At the hearing, REALTOR® A took the position that he had not violated Article 11 because the essence of the appraisal assignment had been to exercise his judgment as an appraiser, and that he had not engaged any other person to exercise judgment in connection with the assignment. He had simply employed the XYZ engineering firm, he said, to make certain conclusions as to the extent of obsolescence in properties and as to the current cost of reproducing them. Conceding that he had incorporated the XYZ firm’s report into his own appraisal report, REALTOR® A contended that this material was only incidental, and that the essential appraisal function of arriving at a valuation was entirely his own work.

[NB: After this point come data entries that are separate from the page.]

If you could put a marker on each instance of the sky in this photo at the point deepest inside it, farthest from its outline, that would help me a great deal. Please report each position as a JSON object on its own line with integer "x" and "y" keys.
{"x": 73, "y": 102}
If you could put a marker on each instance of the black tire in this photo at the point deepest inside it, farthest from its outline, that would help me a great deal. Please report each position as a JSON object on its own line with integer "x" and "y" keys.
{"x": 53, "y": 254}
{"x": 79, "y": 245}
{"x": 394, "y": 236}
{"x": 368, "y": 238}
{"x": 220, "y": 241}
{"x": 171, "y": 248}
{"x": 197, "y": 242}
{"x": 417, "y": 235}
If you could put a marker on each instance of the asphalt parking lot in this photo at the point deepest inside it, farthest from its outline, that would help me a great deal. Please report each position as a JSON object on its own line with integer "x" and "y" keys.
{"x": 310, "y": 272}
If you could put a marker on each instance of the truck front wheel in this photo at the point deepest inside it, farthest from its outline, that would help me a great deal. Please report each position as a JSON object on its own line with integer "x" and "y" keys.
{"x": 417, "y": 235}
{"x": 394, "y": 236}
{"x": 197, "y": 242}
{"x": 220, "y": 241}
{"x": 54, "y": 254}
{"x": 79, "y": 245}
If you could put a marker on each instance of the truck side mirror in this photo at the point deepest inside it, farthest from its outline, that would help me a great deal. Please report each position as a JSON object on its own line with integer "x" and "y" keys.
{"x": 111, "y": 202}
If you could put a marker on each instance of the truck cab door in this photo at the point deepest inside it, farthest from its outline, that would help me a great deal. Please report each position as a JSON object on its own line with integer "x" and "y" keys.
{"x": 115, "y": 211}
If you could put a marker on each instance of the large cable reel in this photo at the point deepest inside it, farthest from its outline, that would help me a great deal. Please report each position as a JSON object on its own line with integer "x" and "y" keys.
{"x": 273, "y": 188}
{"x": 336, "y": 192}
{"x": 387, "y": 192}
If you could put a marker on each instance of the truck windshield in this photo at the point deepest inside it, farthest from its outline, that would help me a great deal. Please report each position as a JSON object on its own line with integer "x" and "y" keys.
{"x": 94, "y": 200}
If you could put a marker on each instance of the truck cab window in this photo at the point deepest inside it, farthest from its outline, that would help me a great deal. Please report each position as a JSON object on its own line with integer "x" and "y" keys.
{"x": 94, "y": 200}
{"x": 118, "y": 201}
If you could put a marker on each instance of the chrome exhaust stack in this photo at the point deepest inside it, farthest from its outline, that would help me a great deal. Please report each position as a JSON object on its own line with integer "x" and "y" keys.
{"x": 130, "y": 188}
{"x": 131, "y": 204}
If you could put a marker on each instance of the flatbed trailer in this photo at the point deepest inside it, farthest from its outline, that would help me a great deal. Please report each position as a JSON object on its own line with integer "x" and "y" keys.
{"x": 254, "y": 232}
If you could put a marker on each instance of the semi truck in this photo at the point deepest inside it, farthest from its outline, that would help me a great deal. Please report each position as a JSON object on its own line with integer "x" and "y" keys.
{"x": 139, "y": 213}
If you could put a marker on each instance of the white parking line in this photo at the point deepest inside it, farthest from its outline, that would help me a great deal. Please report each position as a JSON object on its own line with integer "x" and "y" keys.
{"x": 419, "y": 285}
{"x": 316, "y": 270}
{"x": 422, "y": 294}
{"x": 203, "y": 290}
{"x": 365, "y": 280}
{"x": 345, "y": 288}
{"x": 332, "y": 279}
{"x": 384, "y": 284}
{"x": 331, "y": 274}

He stated further that he had paid the XYZ firm for its services and felt that relieved him of any obligation to identify the firm in his appraisal report.
During the hearing it was established that REALTOR® A had no previous experience in appraisal of industrial property, and that he had not disclosed this to Client B at the time he accepted the assignment.


The Conclusion

The Hearing Panel concluded that REALTOR® A’s defense was insufficient; that the appraisal process includes the findings and calculations that support judgment; that the XYZ firm’s conclusions had constituted a major element of the appraisal report; that under the requirements of Article 11, REALTOR® A should have identified the firm and its contribution.
REALTOR® A was found in violation of Article 11.